Structural implications of a G170R mutation of alanine:glyoxylate aminotransferase that is associated with peroxisome-to-mitochondrion mistargeting

In a subset of patients with the hereditary kidney-stone disease primary hyperoxaluria type 1 (PH1), the liver-specific enzyme alanine: glyoxylate aminotransferase (AGT) is mistargeted from peroxisomes to mitochondria. This is a consequence of the combined presence of the common P11L polymorphism and a disease-specific G170R mutation. In this paper, the crystal structure of mutant human AGT containing the G170R replacement determined at a resolution of 2.6 angstrom is reported.

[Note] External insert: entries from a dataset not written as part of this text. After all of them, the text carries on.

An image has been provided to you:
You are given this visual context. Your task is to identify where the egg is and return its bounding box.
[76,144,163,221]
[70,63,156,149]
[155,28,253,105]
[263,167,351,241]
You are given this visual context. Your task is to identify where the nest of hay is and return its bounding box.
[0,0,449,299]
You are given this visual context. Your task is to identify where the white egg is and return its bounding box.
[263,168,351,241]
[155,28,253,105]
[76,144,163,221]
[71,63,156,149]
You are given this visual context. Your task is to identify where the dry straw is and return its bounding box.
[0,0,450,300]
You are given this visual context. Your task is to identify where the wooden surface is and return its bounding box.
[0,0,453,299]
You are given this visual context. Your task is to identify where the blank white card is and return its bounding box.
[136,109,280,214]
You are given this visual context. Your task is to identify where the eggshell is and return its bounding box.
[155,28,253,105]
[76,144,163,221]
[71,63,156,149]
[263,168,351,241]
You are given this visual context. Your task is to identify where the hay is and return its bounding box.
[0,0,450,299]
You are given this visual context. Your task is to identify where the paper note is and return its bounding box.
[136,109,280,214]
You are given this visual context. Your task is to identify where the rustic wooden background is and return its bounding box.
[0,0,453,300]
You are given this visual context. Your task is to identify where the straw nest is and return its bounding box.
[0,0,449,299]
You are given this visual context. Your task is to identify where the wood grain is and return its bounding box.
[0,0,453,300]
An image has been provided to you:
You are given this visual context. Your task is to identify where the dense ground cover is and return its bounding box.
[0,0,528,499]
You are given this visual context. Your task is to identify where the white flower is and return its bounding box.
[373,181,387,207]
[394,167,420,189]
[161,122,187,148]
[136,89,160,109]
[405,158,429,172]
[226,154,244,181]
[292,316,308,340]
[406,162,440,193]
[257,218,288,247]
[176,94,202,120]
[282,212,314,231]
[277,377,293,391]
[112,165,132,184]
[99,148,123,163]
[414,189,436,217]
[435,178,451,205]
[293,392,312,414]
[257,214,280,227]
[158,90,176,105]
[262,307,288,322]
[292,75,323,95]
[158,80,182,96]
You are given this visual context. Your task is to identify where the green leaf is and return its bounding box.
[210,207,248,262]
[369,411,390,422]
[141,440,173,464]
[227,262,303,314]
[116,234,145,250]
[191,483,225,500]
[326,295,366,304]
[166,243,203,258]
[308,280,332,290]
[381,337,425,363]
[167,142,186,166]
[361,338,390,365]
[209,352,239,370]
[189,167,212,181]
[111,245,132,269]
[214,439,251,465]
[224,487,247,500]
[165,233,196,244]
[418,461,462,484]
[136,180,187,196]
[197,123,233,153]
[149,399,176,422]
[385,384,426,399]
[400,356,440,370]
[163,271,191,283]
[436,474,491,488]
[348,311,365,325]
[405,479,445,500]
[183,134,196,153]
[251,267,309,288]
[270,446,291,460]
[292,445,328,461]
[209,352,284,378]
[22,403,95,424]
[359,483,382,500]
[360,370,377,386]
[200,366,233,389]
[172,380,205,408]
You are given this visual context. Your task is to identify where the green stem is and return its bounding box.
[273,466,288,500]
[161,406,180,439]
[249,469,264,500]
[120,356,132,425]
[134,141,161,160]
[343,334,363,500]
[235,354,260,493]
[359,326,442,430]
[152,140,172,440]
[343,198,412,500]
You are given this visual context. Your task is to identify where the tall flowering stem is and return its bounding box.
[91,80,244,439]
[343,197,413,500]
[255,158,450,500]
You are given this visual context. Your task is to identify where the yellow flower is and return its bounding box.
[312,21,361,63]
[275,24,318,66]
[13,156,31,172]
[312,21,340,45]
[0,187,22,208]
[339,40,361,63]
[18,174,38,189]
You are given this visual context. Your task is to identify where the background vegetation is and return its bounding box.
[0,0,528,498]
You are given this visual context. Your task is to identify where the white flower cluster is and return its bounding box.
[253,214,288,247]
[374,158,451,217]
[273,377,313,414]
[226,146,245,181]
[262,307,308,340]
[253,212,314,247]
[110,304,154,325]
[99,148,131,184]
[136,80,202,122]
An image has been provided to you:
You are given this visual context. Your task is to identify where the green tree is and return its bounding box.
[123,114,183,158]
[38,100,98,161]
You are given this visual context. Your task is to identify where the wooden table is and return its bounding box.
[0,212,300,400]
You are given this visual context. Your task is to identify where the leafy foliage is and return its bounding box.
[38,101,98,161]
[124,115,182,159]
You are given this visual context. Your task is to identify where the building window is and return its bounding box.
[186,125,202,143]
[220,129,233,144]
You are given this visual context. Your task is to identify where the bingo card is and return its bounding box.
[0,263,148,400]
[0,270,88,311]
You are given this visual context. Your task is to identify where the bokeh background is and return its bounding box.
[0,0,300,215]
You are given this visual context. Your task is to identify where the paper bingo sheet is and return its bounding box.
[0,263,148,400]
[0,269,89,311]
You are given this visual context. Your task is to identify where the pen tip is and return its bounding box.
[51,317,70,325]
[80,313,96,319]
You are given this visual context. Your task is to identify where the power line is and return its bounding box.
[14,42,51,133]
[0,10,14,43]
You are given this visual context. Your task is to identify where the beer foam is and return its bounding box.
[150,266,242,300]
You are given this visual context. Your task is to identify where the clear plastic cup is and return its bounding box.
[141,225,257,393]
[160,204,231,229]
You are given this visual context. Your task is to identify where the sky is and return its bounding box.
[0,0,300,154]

The crystal structure of AGT consists of an intimate dimer in which an extended N-terminal segment of 21 amino acids from one subunit wraps as an elongated irregular coil around the outside of the crystallographic symmetry-related subunit. In addition to the N-terminal segment, the monomer structure contains a large domain of 261 amino acids and a small C-terminal domain of 110 amino acids. Comparison of the mutant AGT structure and that of wild-type normal AGT shows that the two structures are almost identical, with a backbone-atom r.m.s. deviation of 0.34 angstrom. However, evidence of significant local structural changes in the vicinity of the G170R mutation might be linked to the apparent decrease in protein stability.